We had originally made a contingency plan to bring in temporary cover to tide you over but this unfortunately had to be scrapped a bit sharpish when it became apparent that our “skeleton staff” consisted solely of a chimp with a visor on, hunched over a typewriter. And believe us, you don’t get to Yesterdays Knews’ position in the marketplace by allowing chimpanzees to publish articles consisting of “dpbj9uetgohraohg47653484y^($” while throwing their own spunk around your office. Although the ape did also manage to type “tits”, which is proof of something, if nothing else.

Anyway, to celebrate our return to active duty, here’s a roundup of some of the news we missed over the past three weeks:


There was a major world sensation in the US Primary elections where Hillary Clinton actually won two states! Staggeringly, two overwhelmingly white, redneck hick states decided not to vote for a black man. Well whatever next?

Meanwhile, at home, amiable but buffoonish toff, Boris Johnson, has been elected as the Mayor of London. Yes, actual people actually voted for Boris Johnson to become the Mayor of London. Just to reiterate: BORIS JOHNSON IS NOW THE MAYOR OF LONDON. Sometimes real life’s just so much funnier than anything we can come up with.

Of course, having said all of that, Mr Johnson’s first act as Mayor is already proving most popular with Londoners. His decision to ban boozing on buses and trains has meant that his predecessor, Ken Livingstone, has been forced to take to his car if he wants to get tanked up during his morning commute, thereby incurring his very own congestion charge. “Hoist on your own petard, Mr Livingstone!” as Boris might well have said.

In reality TV news, the absolute twatfest that is The Apprentice marches imperiously onwards to true telly greatness, trampling all lowbrow rivals in it’s wake. Although, what the fucking hell were you doing firing Raef last week, Sir Alan? Perhaps wise old Sir Alan (can we not drop the Sir bit, it’s getting a bit dull now surely? No, fair enough. Well can we call him Al? You know like the song? How about Shug then? Not that either? OK suit yourself) Sugar was teaching us all an important business lesson about how nice guys don’t succeed and that you have to be a right shithouse to get to the top. In which case spivvy little dickweed, Michael Sophocles, looks a shoe-in to win this show. And God help us all if he does.

Friday, May 02, 2008

Déjà Vu Time As Brown Ballses It Up Again


Gordon Brown's last-ditch attempt to rescue his premiership lies in tatters today as Britain wakes up thirty years ago.
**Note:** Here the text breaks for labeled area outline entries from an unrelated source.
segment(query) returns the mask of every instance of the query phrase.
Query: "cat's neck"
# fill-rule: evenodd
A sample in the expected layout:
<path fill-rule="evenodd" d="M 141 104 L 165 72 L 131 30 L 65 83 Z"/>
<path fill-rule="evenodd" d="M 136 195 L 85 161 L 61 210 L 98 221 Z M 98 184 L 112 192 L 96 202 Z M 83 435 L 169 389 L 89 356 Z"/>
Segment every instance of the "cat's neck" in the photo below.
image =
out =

Following the Labour government’s catastrophic showing in yesterday’s local elections, Gordon Brown has been forced to take desperate measures to attempt to win back public support.
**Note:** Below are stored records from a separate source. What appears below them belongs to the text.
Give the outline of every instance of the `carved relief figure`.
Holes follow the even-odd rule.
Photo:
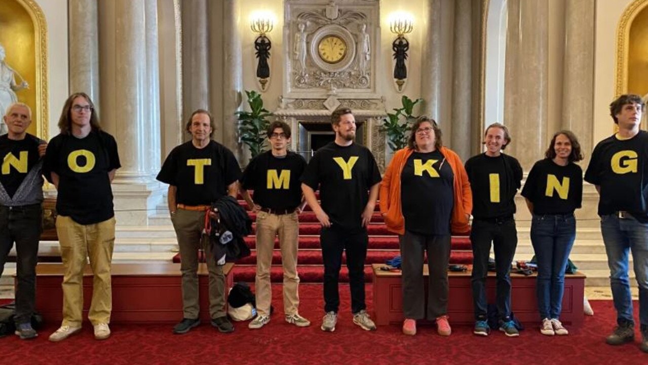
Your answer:
[[[306,25],[300,23],[297,25],[299,32],[295,34],[294,57],[299,62],[299,75],[306,74]]]
[[[367,65],[369,59],[371,58],[371,44],[369,34],[367,33],[366,24],[360,25],[360,41],[358,44],[358,49],[360,53],[358,67],[360,70],[360,74],[364,76],[367,75]]]
[[[5,62],[5,47],[0,45],[0,114],[3,115],[10,105],[18,101],[15,91],[29,87],[24,80],[19,85],[16,84],[16,75],[17,75],[21,79],[23,78]],[[0,123],[0,135],[7,132],[6,128],[5,123]]]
In what has been described by senior civil servants as “a surprise move”, the PM has taken the entire country back in time. Over the last two months, the government’s top advisers have secretly been showing Mr Brown DVD box-sets of the smash-hit BBC TV series, Life on Mars and Ashes to Ashes.

So impressed was he with the way these shows captured the public’s affection, Mr Brown has railroaded through the launch of the government’s Super Duper Country Teleporter to take the electorate back to happier, more carefree days.
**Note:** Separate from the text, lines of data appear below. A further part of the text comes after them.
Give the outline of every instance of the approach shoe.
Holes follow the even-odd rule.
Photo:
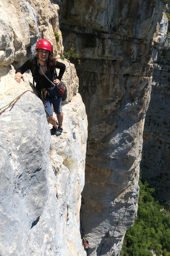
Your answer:
[[[58,136],[61,134],[61,133],[63,132],[63,128],[61,128],[60,127],[57,128],[54,128],[54,126],[53,126],[53,128],[51,129],[51,134],[52,135],[56,135]]]

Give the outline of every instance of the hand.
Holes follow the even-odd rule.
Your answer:
[[[18,83],[19,83],[21,82],[21,78],[23,81],[25,81],[24,76],[21,74],[21,73],[18,72],[15,74],[15,80],[16,80]]]
[[[54,84],[56,84],[57,85],[58,85],[60,83],[60,81],[59,79],[55,79],[53,81]]]

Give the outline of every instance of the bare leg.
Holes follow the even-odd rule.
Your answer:
[[[62,128],[63,125],[63,113],[61,112],[59,114],[56,114],[57,120],[58,120],[58,127]]]

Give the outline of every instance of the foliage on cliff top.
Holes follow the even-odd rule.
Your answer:
[[[139,209],[134,225],[125,237],[121,256],[170,256],[170,215],[152,194],[154,189],[148,187],[140,176]]]
[[[75,48],[73,44],[72,44],[72,47],[67,51],[65,52],[64,51],[63,55],[61,56],[61,59],[67,59],[67,60],[78,60],[78,62],[79,64],[80,63],[79,54],[78,53],[76,53]]]

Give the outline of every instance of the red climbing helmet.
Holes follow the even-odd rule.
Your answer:
[[[39,40],[36,44],[36,49],[45,49],[49,52],[53,51],[53,47],[49,41],[45,39],[41,39]]]

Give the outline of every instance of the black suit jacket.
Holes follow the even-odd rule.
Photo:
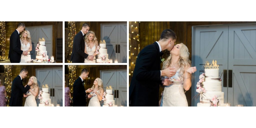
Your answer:
[[[21,45],[19,35],[16,30],[13,33],[10,37],[10,48],[8,59],[10,60],[19,61],[23,51],[20,49]]]
[[[10,106],[22,106],[23,93],[26,93],[30,88],[28,85],[24,87],[20,79],[20,77],[18,75],[13,81],[9,102]]]
[[[73,106],[86,106],[87,95],[80,77],[74,83],[73,91]]]
[[[88,55],[84,53],[84,41],[80,31],[76,35],[73,41],[73,49],[70,60],[72,63],[83,63]]]
[[[139,53],[129,87],[132,106],[158,106],[161,83],[160,52],[156,42]]]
Unfortunately, however, the Super Duper Country Teleporter was not operational to full capacity when the PM accidentally activated it at 6.30 this morning by banging his head on the “Start Teleporting” button, thereby taking the entire United Kingdom back to 1978.

Our source inside Number 10 can reveal that Mr Brown originally intended to take the nation back to 1973 after watching Life on Mars but then changed his mind after viewing the sequel Ashes to Ashes and threw 1981 into the mix as well. The boss-eyed ditherer was unable to choose between them and thus when the machine was inadvertently turned on this morning, it defaulted to a year somewhere inbetween.

Now the beleagured PM faces the prospect of running a hugely unpopular administration grimly hanging onto the reins of a severely depressed country in the throes of recession with oil prices skyrocketing and industrial disputes breaking out left, right and centre. According to our source “he hopes no-one will notice any difference.”